Paul Ryan admits that he’s an “end Medicare as we know it” candidate.
But, somehow, we are not supposed to think that he would actually end the popular and successful healthcare program for the elderly, as well as related Medicaid programs for the poor and people with disabilities.
The “as we know it” part provides a sort of cover, as least in the eyes of a media that is more inclined toward stenography than journalism.
Never mind that Ryan, a fanatical reader of government-can-do-no-good fanatic Ayn Rand, goes positively wide-eyed when he starts talking about how desperately he wants to downsize government—and shift control of healthcare and retirement programs to the insurance and Wall Street interests that so generously fund his campaigns. We’re not supposed to talk about the long-term crony-capitalist scheme of certain Republicans to do away with government programs that work so that private-sector profiteers can come in and create programs that don’t work—except for private-sector profiteers.
Never mind that the Republican nominee for vice president has a long history of decrying Social Security, Medicare and Medicaid in Randian terms such as “collectivist” and “socialistic.”
Never mind that Ryan has griped that “Social Security right now is a collectivist system. It’s a welfare transfer system.”
Never mind that, as recently as 2010, Ryan dismissed Medicare and Medicaid as part of a “socialist based system” that needs to be replaced.
The red flags are not supposed to go up until someone actually says they want to, you know, “do away with Medicaid and Medicare.”
Never mind that, even now, Ryan complains about how America is being overwhelmed by “takers” (citizens who claim benefits to which they are entitled) and the “welfare state” (Social Security, Medicare and Medicaid).
Only when a candidate starts talking about ending entitlement programs—as in “doing away” with them—can we be serious about the immediate threat those programs actually face.
Meet Tommy Thompson, former Republican governor of Wisconsin, former Bush-Cheney administration secretary of health and human services, former candidate for the Republican nomination for president and mentor to Paul Ryan.
Speaking to a Tea Party group while campaigning for Wisconsin’s open US Senate seat, Thompson recounted how he “reformed” welfare in Wisconsin.
Back in the 1990s, Thompson said he wanted to “end welfare as we know it.” In fact, he replaced the program with a classic combination of high-government spending, lots of patronage appointments and rising poverty.
Now, Thompson has dropped the “end welfare as we know it” pretense. He brags that he finished off “one of the entitlement program.”

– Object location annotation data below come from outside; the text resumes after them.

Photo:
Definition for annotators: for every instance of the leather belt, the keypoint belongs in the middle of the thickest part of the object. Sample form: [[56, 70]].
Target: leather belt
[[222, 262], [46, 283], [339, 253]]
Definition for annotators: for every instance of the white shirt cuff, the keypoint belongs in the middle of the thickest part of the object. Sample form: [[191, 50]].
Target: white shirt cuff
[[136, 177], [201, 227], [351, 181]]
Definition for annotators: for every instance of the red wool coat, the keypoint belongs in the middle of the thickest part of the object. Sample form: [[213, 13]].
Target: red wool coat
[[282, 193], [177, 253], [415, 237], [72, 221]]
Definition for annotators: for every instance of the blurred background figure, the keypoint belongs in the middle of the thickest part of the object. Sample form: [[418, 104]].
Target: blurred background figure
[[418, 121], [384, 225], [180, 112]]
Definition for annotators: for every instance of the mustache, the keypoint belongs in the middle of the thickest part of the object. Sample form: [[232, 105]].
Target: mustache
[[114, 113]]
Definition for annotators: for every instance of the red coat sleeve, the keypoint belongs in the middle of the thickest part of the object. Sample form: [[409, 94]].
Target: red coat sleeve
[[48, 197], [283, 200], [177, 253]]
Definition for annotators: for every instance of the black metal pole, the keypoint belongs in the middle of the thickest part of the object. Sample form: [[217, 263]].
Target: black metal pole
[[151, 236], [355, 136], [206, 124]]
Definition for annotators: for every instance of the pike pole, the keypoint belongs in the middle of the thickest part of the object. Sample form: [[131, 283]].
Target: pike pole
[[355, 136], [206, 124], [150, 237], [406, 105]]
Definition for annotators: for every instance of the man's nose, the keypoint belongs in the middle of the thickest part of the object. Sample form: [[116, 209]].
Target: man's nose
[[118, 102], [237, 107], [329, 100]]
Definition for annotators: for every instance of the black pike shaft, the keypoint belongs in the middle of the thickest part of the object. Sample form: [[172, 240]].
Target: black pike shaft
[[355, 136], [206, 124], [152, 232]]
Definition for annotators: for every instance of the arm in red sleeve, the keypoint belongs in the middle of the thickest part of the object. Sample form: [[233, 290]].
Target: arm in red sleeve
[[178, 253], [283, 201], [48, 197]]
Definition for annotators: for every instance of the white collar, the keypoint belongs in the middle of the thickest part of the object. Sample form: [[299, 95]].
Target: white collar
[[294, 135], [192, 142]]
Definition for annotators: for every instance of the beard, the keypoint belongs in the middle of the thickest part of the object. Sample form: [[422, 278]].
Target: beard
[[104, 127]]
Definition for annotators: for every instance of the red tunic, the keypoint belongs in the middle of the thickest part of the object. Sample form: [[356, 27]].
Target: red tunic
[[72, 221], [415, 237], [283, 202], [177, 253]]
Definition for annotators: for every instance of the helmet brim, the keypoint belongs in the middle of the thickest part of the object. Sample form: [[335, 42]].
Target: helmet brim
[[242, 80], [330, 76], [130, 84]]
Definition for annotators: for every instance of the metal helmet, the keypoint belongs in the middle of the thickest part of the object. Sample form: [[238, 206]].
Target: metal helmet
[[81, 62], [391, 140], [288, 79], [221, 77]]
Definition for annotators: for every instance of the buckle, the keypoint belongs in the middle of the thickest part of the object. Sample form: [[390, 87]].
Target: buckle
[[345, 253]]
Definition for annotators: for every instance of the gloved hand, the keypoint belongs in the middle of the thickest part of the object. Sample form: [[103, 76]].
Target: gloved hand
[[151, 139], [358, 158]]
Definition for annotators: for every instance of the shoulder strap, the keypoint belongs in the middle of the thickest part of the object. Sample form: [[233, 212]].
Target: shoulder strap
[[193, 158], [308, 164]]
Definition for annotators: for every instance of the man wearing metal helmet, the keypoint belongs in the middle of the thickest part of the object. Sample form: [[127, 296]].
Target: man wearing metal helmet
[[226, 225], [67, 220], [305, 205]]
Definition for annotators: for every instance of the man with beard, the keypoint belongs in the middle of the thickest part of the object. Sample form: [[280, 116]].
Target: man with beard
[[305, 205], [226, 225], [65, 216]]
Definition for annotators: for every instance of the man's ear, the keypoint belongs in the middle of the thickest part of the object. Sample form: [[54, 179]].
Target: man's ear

And he’s gunning for a couple of other entitlement programs.
You guessed it: Medicaid and Medicare.
Declaring that he wants to “change Medicare and Medicaid like I did welfare,” Thompson asked a May gathering of the Lake Country Area Defenders Of Liberty in Oconomowoc, Wisconsin: “Who better to and who better than me, who’s already finished one of the entitlement programs, to come up with programs to do away with Medicaid and Medicare?”
The video has only now surfaced and its a blockbuster -- especially in the aftermath of the release last week of a similar video that saw Republican presiential nominee Mitt Romney dismissing 47 percent of Americans as a "dependent" class unworthy of Republican consideration.
Just to repeat: a top Republican Senate candidate has been caught on video talking about how he would “DO AWAY WITH MEDICAID, AND MEDICARE.”
Just to repeat: “DO AWAY WITH MEDICAID, AND MEDICARE.”
It should be understood that Thompson is no fringe-dwelling Todd Akin. As the longtime Republican governor of a swing state, he’s worked with every GOP president since Ronald Reagan, and he oversaw social programs for the Bush-Cheney administration. This year, he’s one of his party’s premier recruits in the fight to retake the Senate. Indeed, the race between Thompson and Democratic Congresswoman Tammy Baldwin could decide which party controls the chamber.
Thompson is, as well, closely aligned with Paul Ryan. The Senate candidate’s ties to Ryan’s politically connected family go back to when the Republican vice-presidential nominee was a child. Thompson has been a Ryan booster from the very beginning of the younger Wisconsinite’s career in electoral politics—when Thompson was the powerful governor of the state and Ryan was organizing his first Congressional bid.
When Thompson joined the Bush-Cheney Cabinet, he and Ryan kept regular company in Washington. They look forward to working together when Thompson becomes the point man on entitlement debates in a Republican-controlled Senate and Ryan is the Romney White House’s chief liaison to Capitol Hill.
The voters will have something to say about that, however.
If they want to preserve Medicaid and Medicare, they will remember that, while Ryan may add the “as we know it” spin, Thompson gets to the heart of the matter when he says it is the intention of these “reformers” to “do away with Medicaid and Medicare.”